Should we Still be Whipping Racehorses in the 21st Century?

This week we shall turn to the equestrian world.  As related a month ago in this column, you will be very aware that Downpatrick is a cradle of modern horse racing.  We have one of the finest courses in Ireland and been blessed by the visits of some equine superstars.  I see no reason why we shouldn’t be at the forefront of equine science today, as we have been for centuries.

Man has been riding horses for about 4000 years now.  Evidence indicates that the horse was first domesticated around 2,500 B.C.  First they were yoked to plough fields, but then some bright spark decided that farming was hard work and it was easier to steal your neighbour’s stuff.  So he put a chariot on a horse and terrified neighbouring tribes.  This activity is recorded in Egyptian reliefs and the fantastic Assyrian friezes in the British Museum.  The country that learned to control the horse in warfare conquered the world e.g Ghengis Khan and his Mongol Horde.  In our own part of the world Julius Caesar noted that the Celts he faced in the British Isles used chariots to charge his legions.  Now, cleaving to the matter at hand: Roman mosaics show us that their own charioteers used whips.

A whip is used to “encourage” a horse to run faster at the appropriate time in a race.  It might be to overtake and opponent, or to surge forward in the final few metres.  Whips are usually made of leather or some form of flexible wood.  The rider brings the whip down on the flank (hip) of the horse, and the resulting sensation will cause the horse to move forward.  Proponents of the use of the whip argue that it does not hurt the horse, merely encourages it to run, as it has been “trained that way”.  The argument runs that some horses would not perform unless the whip is used, as this is what they know.

The counter argument is this – “if a whip didn’t hurt a horse, why would it react at all?”.  Presumably the horse feels something when the rider strikes it, otherwise it would not surge forward.  Horses are physiologically similar to humans, so while we cannot know what a horse feels, we can infer that it is similar to what a human would feel if whipped.  In our society, such an action would be an assault, and therefore illegal.  The other justification that horses are trained to run with the whip could be easily dealt with – ban their use in 4 years time, this would allow a gradual change in training methods for horses and jockeys alike.  It seems likely that when a horse is whipped it feels, at the least, discomfort and fear.  These are sensations that we should seek to minimize to protect the human-animal bond, not enhance.

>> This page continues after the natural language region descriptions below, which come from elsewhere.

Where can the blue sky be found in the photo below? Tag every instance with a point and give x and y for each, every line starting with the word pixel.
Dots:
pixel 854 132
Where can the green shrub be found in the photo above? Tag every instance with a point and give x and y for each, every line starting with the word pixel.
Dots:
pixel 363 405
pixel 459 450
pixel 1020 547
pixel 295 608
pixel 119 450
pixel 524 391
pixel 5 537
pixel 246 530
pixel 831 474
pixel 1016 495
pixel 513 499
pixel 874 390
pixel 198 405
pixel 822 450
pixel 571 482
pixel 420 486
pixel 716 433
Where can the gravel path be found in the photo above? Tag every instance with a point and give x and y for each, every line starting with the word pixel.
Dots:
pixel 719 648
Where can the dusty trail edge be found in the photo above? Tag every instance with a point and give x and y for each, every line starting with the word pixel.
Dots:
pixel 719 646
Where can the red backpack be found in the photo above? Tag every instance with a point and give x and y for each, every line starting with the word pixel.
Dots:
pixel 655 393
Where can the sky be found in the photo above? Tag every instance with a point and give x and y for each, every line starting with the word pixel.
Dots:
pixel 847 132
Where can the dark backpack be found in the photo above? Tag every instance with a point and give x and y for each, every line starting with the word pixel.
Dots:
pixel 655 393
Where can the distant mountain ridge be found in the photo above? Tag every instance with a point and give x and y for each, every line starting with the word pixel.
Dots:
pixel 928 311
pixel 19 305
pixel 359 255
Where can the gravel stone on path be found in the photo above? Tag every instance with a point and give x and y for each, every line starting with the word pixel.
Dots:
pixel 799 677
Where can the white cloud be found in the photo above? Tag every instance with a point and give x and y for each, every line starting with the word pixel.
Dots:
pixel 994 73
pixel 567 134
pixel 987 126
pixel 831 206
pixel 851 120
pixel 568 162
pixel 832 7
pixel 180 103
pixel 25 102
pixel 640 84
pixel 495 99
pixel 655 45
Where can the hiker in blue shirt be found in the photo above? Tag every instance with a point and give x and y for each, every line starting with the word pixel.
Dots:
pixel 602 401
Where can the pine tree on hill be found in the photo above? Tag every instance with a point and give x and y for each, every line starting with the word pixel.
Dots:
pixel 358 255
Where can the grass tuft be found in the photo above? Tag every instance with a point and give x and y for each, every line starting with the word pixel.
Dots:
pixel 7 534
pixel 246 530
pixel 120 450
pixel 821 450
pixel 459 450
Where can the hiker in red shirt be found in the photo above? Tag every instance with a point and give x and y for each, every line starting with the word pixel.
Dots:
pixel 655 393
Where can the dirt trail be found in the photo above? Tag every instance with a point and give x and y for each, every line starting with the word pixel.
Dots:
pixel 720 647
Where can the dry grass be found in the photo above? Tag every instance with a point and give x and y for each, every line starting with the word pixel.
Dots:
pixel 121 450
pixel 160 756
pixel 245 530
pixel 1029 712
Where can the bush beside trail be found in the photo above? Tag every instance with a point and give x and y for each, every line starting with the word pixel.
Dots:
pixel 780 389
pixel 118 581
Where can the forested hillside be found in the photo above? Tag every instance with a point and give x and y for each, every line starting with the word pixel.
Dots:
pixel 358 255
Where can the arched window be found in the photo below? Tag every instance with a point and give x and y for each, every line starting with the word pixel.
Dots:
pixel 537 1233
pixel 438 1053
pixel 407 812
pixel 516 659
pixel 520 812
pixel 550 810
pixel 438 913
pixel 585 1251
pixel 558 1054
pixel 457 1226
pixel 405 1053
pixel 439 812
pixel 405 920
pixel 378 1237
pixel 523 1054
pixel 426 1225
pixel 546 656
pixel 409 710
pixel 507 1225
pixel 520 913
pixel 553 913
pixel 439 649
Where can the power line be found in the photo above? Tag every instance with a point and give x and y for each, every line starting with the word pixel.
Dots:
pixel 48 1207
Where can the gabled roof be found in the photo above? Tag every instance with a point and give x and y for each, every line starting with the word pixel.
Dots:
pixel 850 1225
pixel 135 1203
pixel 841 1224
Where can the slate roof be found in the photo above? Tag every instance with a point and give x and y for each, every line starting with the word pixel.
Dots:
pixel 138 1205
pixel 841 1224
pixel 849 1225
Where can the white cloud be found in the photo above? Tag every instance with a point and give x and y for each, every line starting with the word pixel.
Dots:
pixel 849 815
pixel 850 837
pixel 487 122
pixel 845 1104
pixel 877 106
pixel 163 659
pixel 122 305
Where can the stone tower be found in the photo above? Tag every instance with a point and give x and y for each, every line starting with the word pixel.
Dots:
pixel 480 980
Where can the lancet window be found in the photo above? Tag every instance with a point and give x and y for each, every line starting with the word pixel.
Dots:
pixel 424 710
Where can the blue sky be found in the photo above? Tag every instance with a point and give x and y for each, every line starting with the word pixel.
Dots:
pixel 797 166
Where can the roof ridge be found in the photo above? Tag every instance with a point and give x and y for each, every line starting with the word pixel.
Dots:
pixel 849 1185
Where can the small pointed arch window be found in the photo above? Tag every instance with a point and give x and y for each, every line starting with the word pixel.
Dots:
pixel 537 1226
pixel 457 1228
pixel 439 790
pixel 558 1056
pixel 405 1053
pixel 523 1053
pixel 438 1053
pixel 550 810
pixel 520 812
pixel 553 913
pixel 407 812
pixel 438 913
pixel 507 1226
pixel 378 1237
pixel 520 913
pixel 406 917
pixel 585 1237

It is time to end the use of the whip when dealing with the horse.  Equine science has made huge advances in recent years with respect to training horses.  Monty Roberts and others have shown that humane techniques can be used to “break horses” without the “breaking part”.  I.e. train them to be ridden in days rather than months by focussing on communication from the horse’s point of view.  Times change, and the time has come to reassess whether we really should be whipping this noble animal in the 21st Century.  Our ancestors, the Assyrians and the Romans did a lot of admirable things, but this was not one of them.